Besonders im Urlaub wünschen sich viele, nicht nur die Zeit, sondern auch den rasenden Puls von E-Mails, Messengern und Sozialen Medien einmal komplett anzuhalten. Unsere Autorin Ina erzählt, wie ihr das auf dem portugiesischen Jakobsweg gelungen ist – ohne ganz auf die praktischen Seiten des World Wide Webs zu verzichten.

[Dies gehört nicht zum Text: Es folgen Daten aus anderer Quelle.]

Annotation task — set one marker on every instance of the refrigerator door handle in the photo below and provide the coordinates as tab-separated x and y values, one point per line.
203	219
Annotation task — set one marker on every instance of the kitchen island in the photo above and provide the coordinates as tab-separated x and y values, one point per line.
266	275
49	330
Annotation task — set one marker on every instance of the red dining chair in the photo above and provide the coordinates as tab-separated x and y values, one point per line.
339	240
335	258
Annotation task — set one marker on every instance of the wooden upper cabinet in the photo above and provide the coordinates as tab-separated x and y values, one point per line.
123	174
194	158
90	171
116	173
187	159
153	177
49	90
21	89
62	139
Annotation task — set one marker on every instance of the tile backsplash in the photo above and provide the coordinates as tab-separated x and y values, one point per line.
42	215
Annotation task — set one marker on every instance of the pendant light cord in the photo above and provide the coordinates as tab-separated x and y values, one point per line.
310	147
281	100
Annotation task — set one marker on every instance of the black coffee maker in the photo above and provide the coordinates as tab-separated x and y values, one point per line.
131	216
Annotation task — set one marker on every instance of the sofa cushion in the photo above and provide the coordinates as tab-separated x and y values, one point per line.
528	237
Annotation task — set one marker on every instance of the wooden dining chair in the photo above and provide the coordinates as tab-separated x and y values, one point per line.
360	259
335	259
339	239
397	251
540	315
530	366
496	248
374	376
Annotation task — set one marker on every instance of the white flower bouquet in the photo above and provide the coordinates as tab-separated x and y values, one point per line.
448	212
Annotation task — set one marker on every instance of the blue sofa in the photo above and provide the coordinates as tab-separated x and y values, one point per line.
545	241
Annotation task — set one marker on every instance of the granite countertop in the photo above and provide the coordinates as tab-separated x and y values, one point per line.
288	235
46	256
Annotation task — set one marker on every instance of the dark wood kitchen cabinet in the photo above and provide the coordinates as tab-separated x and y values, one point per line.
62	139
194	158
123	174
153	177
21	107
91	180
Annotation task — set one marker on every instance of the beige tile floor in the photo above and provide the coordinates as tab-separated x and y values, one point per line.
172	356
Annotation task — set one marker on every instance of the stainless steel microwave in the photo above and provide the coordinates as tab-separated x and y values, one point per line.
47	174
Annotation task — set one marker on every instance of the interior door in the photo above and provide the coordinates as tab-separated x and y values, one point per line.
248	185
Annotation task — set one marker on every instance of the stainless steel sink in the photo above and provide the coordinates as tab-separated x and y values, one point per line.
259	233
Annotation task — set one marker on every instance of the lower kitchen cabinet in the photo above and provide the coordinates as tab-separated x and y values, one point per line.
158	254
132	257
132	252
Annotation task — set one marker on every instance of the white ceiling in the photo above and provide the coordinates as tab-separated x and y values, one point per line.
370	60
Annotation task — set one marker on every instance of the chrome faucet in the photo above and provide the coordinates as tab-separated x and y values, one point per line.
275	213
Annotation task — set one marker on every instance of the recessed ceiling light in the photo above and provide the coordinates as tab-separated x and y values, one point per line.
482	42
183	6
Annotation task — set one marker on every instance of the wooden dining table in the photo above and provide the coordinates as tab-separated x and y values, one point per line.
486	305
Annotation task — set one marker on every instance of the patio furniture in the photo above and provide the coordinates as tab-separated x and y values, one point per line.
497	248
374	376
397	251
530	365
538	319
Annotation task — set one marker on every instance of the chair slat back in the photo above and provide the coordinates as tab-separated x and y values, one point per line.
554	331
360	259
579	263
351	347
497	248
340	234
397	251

Schlaflos liege ich in meinem Stockbett. Über mir schnarcht lautstark meine optisch so zarte, akustisch jedoch erstaunlich viel Raum einnehmende Zimmergenossin. So fängt er also an, mein zweiter Jakobsweg. Weil trotz Ohrstöpseln an Schlaf nicht zu denken ist, greife ich reflexartig zum Handy. Es ist 8 Zentimeter breit, 17 Zentimeter lang und wiegt 245 Gramm. Mein Smartphone und ich, wir haben eine komplizierte Beziehung. Ich habe es fast immer bei mir, ohne es fühle ich mich verwundbar und unvollständig. Doch mit E-Mails, Push-Notifications, Stories und Feeds raubt es mir nicht nur eine geradezu unverschämte Menge an Lebenszeit, sondern macht mich auch immer öfter zu einem Menschen, der ich gar nicht sein mag. Unkonzentriert. Abgelenkt. Nicht bei der Sache. Es ist an der Zeit, das zu ändern – und wenn nicht jetzt, wann dann?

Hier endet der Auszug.